Par contre, j'ai énormément apprécié la catéchèse de samedi. Contrairement à ce qui se passe d'habitude, les catéchistes n'ont pas contredit la doctrine de la transsubstantiation, mais ont beaucoup insisté sur la présence réelle. Ce fut pour moi un enrichissement. On a parlé aussi de la forme des basiliques antiques (ce qui n'est pas prévu par les cahiers de Kiko). Je peux dire qu'en général ce qui a été dit sur la Pâque et sur la présence réelle était orthodoxe. D'ailleurs c'est Darlène qui a fait quasiment toute la catéchèse, car Giovanni et Basile étaient très fatigués, et le français de Pinocchio était très mauvais, voire incompréhensible. Toutefois Giovanni nous a raconté plusieurs conneries. D'abord il contestait l'existence de l'offertoire: «Dieu n'a pas besoin de ton offrande! Nous sommes trop habitué aux sacrifices païens et à la structure de la messe tridentine, c'est pourquoi, à la place de l'offertoire, le pape Paul VI a quand même introduit deux prières juives.» Ensuite: «Le pape Paul VI, avec l'aide des liturgistes éminents, a restauré la prière eucharistique de saint Hippolyte, qui était utilisée dans le temps, avant que des gens aux idées païennes composent le canon romain.» Faux et archi-faux! Bugnini a créé ex nihilo une prière eucharistique qui correspondait à ses erreurs théologiques, alors que le canon romain date de temps immémoriaux!

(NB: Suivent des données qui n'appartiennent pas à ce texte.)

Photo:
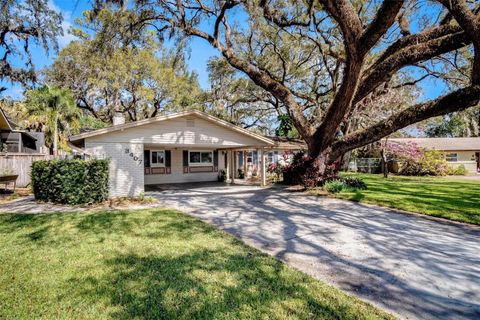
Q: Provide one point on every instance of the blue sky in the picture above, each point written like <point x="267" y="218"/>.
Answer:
<point x="200" y="51"/>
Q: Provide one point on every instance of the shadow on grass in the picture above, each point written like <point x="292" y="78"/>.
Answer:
<point x="212" y="284"/>
<point x="166" y="265"/>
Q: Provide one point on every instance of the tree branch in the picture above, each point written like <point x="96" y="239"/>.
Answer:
<point x="454" y="101"/>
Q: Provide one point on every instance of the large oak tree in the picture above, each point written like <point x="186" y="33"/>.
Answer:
<point x="323" y="59"/>
<point x="23" y="24"/>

Pendant la messe, j'ai été mal à l'aise de voir à quel point tout caractère pénitentiel était éjecté: pas de Confiteor, pas de Kyrie, pas de Agnus Dei, pas de prières avant la communion, pas de Domine non sum dignus.

Par contre, j'étais toujours ébloui par l'archi-correction des signes visibles: pain azyme pétri à la main et cuit au four, communion au calice. Sur ce point, je crois que l'enseignement des néocat´ est très juste: l'Église romaine s'est trompée grave, en refusant le calice aux fidèles. Ce n'est pas que le Christ ne soit pas présent dans le pain seul, mais l'essentiel n'est pas de prendre une "pilule de Christ", mais de mâcher et boire son corps et son sang. Ce n'est pas moi qui le dit, mais c'est la Tradition tout entière qui le dit.

Dimanche matin, aux "laudes", Giovanni nous prenait pour de la merde. D'après lui, tout ce que nous connaissions du Christ avant les catéchèse, c'était de la merde; par contre, le "Chemin" nous a tout apporté; avant le "Chemin" j'étais un païen, maintenant je suis sur la bonne voie. Mais malgré tout, d'après les catéchistes, nous étions seulement des pré-catéchumènes. Ouf! Ces paroles m'ont fort blessé. Pinocchio a rajouté une couche, en répétant trois ou quatre fois au cours de la matinée: «Avant vous n'étiez rien. Heureusement que l'Église nous a envoyé un chemin de salut! Heureusement que le pape et Monseigneur l'évêque nous ont envoyé pour vous annoncer le kérygme!» Dans d'autres termes, ces quatre zozos prétendent m'avoir chistianisé, alors qu'ils ne connaissent que dalle de mon passé, de ma conversion, de mes larmes d'antan, de mes recherches, de mes nuits passées à lire et chercher une église, de ce comment j'avais appris la doctrine eucharistique en lisant le Nouveau Testament, et tout cela bien avant leur arrivée!!! Comment pouvaient-ils être si arrogants?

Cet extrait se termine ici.